Saturday, May 26, 2012

Cab Thoughts 5/26/12

Today there are 79,000 Americans over 100 years old. By 2050 (when today's newborns are middle aged), this figure will reach 601,000. The $30,000 combined Social Security, Medicare, and Medicaid payment that is being handed, on average, to each of today's elderly equals almost two-thirds of per capita GDP.

Our national saving is less than our domestic investment, and has been the case for decades, our current account is negative (a deficit). This means foreigners are investing more in the United States than we Americans are investing abroad. Our national saving rate has gone from 15 percent to 0 percent. It has cut our domestic investment rate from 15 percent to 4 percent.

The Miami Herald reports that 47 million gallons of raw sewage in two years were dumped into local waters and that nationally there are 247,000 water and sewer main breaks every year. Yet reading the news one would think the real threat to our water was natural gas drilling.

The two presidents between Roosevelt and Kennedy were far more simple men. The sons of poor men, neither owned his own house until after his presidency, and both with farming backgrounds, both Truman and Eisenhower were Americans from a simpler time and place. This is a line from William Miller's book about them called "Two Americans": "Although members of the Lost Generation, neither of them was lost. Although members of their generation engaged in the 'revolt from the village' after the Great War and lived in Paris, neither of these villagers revolted. Neither went to Paris, or to anywhere else in Europe, except when sent there by the army."

So we have this political system that rewards the attractive, the slick, the handsome, the well-spoken, the careful and advances them to a position where they must make substantive decisions on war, the economy and international affairs. This is like choosing your left offensive tackle on the basis of his gardening skills.

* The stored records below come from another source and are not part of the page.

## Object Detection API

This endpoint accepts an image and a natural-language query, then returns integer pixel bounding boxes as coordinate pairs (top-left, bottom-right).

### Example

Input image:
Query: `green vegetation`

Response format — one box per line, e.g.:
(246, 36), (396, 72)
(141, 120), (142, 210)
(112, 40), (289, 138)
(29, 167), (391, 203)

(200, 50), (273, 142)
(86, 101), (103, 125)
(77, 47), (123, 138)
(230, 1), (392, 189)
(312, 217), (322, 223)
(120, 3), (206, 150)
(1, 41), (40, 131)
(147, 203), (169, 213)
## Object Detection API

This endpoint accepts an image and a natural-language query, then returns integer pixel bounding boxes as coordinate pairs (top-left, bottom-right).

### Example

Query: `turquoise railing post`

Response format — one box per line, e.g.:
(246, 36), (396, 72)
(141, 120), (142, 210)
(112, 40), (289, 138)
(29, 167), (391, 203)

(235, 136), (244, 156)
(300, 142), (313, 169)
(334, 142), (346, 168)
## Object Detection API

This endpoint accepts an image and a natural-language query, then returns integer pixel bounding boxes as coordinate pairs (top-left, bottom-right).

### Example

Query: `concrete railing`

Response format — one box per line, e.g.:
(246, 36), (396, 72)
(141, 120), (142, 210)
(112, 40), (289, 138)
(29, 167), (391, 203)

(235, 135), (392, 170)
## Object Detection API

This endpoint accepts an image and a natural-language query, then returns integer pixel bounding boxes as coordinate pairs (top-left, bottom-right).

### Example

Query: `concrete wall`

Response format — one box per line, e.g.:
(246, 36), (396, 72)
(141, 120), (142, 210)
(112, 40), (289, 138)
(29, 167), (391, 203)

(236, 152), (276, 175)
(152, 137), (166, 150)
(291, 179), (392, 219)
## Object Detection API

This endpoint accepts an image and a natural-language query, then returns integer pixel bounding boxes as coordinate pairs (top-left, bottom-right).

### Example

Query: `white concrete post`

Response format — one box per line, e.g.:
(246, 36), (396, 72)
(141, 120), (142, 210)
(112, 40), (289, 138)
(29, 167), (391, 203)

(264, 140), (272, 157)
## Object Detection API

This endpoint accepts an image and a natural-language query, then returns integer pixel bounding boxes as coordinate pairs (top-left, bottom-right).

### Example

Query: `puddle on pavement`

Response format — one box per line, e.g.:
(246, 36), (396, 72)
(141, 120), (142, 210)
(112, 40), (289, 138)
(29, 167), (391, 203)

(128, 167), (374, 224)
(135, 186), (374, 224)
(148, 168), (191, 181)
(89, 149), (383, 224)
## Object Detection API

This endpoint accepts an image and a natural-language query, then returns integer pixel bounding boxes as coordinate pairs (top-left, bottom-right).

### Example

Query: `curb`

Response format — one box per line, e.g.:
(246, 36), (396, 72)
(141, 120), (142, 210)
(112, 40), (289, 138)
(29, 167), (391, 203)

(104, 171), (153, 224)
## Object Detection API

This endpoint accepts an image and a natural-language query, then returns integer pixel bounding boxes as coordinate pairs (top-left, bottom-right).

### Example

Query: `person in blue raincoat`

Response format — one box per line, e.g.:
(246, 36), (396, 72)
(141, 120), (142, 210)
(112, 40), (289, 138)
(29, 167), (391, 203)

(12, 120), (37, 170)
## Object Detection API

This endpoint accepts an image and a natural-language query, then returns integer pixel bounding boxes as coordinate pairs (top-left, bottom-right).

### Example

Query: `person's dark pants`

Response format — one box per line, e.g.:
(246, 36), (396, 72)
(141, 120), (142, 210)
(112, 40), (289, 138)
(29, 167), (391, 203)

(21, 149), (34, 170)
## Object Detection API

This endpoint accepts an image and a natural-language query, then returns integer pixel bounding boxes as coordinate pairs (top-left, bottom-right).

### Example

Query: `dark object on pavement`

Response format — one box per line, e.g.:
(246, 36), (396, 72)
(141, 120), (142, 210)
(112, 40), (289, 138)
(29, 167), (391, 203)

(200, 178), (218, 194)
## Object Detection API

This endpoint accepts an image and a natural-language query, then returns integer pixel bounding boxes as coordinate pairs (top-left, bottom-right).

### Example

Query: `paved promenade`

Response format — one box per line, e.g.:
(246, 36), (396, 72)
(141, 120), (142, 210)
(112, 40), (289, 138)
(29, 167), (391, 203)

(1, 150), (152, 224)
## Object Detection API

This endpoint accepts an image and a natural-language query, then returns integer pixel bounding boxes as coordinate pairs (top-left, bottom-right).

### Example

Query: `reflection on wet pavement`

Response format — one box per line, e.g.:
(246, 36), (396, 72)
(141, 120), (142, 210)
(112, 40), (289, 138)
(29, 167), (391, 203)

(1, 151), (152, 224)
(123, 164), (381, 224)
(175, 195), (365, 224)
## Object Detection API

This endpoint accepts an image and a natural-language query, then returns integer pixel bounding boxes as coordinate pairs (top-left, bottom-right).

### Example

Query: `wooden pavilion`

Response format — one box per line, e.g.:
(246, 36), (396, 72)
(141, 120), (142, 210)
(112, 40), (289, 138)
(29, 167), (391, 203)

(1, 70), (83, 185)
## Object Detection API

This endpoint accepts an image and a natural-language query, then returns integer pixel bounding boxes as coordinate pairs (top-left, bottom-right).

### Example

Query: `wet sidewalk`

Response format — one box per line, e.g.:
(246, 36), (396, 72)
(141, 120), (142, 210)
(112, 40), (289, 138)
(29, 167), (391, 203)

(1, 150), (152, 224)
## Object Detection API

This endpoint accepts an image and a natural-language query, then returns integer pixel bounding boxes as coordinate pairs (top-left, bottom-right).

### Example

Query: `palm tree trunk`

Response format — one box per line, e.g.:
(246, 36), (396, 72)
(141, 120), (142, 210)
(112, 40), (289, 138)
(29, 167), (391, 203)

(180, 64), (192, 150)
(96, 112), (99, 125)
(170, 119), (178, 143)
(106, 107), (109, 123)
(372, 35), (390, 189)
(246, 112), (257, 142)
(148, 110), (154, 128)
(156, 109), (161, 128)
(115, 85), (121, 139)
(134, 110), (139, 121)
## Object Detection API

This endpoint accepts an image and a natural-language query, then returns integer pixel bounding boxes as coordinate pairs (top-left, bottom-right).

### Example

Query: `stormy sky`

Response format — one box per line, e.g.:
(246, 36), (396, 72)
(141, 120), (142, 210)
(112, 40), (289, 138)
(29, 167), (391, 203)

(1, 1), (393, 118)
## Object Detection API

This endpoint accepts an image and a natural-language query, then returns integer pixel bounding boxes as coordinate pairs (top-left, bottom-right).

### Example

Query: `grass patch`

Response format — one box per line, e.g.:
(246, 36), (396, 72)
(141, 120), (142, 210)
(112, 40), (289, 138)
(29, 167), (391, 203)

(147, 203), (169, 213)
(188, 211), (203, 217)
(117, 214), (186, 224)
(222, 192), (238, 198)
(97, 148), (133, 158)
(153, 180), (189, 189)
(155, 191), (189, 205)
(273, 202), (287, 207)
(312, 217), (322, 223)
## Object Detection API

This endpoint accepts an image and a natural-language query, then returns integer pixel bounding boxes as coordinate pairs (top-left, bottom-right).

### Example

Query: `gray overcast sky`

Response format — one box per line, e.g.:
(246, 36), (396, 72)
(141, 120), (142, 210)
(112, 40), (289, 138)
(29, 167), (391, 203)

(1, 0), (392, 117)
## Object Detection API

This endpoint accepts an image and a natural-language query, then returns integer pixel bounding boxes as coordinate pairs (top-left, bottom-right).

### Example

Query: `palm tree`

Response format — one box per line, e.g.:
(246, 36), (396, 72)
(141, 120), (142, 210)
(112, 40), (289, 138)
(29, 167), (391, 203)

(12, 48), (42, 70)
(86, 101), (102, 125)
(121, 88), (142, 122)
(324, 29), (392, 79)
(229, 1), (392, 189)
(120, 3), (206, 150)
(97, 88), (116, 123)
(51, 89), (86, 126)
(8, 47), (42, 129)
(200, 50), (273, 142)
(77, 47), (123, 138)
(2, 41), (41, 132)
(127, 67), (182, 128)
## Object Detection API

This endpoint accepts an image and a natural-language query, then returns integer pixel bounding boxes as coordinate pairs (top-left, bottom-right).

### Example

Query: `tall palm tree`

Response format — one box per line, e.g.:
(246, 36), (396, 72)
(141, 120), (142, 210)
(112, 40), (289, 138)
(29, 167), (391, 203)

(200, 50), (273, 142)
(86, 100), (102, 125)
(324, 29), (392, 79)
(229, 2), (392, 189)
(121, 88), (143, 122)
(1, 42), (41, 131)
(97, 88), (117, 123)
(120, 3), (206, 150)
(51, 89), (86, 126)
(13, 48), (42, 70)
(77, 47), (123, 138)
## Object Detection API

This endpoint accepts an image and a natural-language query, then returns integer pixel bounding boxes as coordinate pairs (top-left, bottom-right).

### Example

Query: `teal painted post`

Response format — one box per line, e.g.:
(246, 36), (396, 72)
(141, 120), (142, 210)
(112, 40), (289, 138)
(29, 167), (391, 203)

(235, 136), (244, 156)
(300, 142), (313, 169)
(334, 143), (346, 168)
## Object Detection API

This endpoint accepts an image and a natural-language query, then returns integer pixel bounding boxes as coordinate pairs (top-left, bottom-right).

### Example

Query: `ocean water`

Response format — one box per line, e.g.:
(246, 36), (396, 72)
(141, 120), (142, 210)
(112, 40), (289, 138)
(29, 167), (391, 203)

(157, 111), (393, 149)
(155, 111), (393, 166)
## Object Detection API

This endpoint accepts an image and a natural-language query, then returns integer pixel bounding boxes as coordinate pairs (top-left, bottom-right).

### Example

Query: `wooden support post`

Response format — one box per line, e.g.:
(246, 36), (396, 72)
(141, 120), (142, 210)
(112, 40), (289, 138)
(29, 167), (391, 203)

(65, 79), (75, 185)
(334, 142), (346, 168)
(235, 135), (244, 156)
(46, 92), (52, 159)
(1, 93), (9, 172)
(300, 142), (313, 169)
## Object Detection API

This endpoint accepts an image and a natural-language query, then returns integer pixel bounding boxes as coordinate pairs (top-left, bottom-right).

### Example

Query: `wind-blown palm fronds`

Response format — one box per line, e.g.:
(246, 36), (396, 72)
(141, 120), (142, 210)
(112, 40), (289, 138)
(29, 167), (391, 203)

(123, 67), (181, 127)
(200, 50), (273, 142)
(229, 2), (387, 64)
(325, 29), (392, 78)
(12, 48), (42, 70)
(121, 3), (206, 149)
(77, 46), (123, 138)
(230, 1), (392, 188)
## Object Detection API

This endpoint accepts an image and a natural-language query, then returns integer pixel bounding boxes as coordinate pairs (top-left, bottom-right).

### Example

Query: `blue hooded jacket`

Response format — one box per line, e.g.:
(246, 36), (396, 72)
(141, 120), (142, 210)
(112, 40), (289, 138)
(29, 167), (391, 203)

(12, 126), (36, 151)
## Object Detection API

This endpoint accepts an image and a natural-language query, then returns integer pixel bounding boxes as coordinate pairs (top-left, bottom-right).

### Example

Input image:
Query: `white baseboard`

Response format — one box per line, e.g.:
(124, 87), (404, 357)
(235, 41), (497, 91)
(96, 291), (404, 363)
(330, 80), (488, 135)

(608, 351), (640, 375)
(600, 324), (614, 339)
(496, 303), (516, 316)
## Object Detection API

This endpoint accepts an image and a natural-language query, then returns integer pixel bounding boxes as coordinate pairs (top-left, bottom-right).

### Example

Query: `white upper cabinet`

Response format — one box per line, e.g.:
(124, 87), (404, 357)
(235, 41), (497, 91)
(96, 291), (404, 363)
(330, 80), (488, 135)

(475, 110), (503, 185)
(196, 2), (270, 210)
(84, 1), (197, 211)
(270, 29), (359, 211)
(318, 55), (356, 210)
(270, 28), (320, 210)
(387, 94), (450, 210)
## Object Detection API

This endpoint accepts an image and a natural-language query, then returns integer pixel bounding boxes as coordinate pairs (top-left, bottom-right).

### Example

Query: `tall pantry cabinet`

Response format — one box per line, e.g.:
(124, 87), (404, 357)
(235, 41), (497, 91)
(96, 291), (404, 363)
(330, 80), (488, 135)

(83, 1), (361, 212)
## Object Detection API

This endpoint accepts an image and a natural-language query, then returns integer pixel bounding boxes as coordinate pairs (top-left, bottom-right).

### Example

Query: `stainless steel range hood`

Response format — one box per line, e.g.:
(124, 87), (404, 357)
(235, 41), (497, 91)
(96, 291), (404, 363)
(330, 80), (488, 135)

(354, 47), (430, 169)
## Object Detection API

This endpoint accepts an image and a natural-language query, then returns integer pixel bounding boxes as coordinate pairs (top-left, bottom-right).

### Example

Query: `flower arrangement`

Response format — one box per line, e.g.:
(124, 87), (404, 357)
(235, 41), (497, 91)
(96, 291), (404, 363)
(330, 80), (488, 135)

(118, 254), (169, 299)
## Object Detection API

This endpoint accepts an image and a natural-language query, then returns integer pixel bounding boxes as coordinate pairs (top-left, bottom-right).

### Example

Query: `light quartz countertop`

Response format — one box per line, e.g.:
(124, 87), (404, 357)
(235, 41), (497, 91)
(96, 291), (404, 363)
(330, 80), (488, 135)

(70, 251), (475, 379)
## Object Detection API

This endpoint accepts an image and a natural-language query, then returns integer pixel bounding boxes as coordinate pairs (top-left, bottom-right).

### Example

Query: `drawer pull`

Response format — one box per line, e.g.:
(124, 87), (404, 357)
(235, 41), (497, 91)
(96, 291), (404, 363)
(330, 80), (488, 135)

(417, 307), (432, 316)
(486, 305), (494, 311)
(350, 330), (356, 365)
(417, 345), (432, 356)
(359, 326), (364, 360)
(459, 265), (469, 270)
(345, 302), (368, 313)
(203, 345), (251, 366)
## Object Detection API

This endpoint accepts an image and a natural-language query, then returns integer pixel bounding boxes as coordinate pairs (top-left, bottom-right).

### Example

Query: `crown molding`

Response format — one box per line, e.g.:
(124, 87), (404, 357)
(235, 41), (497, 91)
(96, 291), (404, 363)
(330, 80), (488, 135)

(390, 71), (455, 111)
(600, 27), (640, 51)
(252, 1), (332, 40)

Over 850,000 people now have top secret security clearance and more than twelve hundred top secret government organizations exist to help find and capture terrorists. 1,074 federal government organizations and nearly two thousand private companies are involved with programs related to counterterrorism, homeland security, and intelligence in at least 17,000 locations across the United States - all of them working at the top secret classification level. The biggest growth had come within the many agencies and large cor­porations that had existed before the attacks. Of all the top secret units fighting terrorism after 9/11, a separate organization, the Joint Special Operations Command, is the single organization that has killed and captured more al-Qaeda members around the world and destroyed more of their training camps and safe houses than the rest of the U.S. government forces combined. JSOC also killed Bin Laden through its Navy SEAL Team 6. (From "Top Secret America by Priest and Arkin)

In the world of governmental unintended consequences, foreign policy rarely comes up in discussion. But in the fifties the U.S. had to make some decisions about the East, particularly India and Pakistan. India was leaning towards China so the Americans chose to support Pakistan with financial and military aid. From Double Game" by  Wright: "India has become the state that we tried to create in Pakistan. It is a rising economic star, militarily powerful and democratic, and it shares American interests. Pakistan, however, is one of the most anti-American countries in the world, and a covert sponsor of terrorism. Politically and economically, it verges on being a failed state. And, despite Pakistani avowals to the contrary, America's worst enemy..."
In essence, the State Department built an Edsel. Repercussions? None. Failed governmental policy is an area where we "Judge not."